Vocally, it seemed to my ears that all three principal singers were taxed to their limits and sometimes beyond. Ronald Samm has great stage presence but hasn’t yet developed his characterisation to depict Otello’s gradual unravelling. By making him nothing but a military brute from the start, it’s hard to see what Desdemona ever found attractive about his personality or why the Venetian powers hold him in such esteem or respect. On the other hand, Samm’s singing is mostly impressive in this Everest of roles; he lacks Italianate tone and style, which gets in the way of communicating the text, but he does not seem unduly overwhelmed by the difficult tessitura and has much of the required heft, an incredible achievement in itself. Elena Kelessidi is a strange choice for Desdemona, it seems to me: at this performance she made heavy weather of the love duet, doesn’t have the purity or ease for the final act and isn’t physically well matched to Samm (disturbed from her sleep in Act 1, she appears in high heels and still seems awkward). On the other hand, she stood up to the challenge of Act 3 very credibly, but for my taste she is too melodramatic for this role (interestingly, Verdi rejected the idea of casting the original Violetta – one of Kelessidi’s fine roles – as Desdemona at the opera’s premiere).
David Kempster makes a decent stab at Iago and acquits himself more than acceptably, but again the voice lacks the facility to really slice through the orchestra and communicate the character’s poison. The cast is stronger lower down the credits: Ann Taylor was impeccable as Emilia, truly impassioned and vocally intense, while Michael Wade Lee and Christopher Turner gave fine performances as Cassio and Roderigo, respectively.

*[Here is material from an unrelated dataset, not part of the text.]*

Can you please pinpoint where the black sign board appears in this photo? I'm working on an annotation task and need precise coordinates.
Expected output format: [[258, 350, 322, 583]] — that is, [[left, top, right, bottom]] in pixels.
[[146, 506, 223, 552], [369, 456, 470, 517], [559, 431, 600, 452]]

Richard Farnes’s conducting is to be relied upon for well-chosen tempos and a feeling for Verdi’s style, but I found the core sound of the orchestra to be too muted for the grander moments; the woodwind colours were beautiful, especially in the introduction to the fourth act, yet the sense of ensemble and tone of the string section was a bit tentative and ragged at times. Orchestrally, this meant the evening favoured the principal singers rather than underpinning the committed performance of the chorus too.
On the highest level, then, it cannot be denied that this Otello requires refinement, but as the run continues and the production travels around the region I’m sure it will begin more successfully to represent Opera North at its best.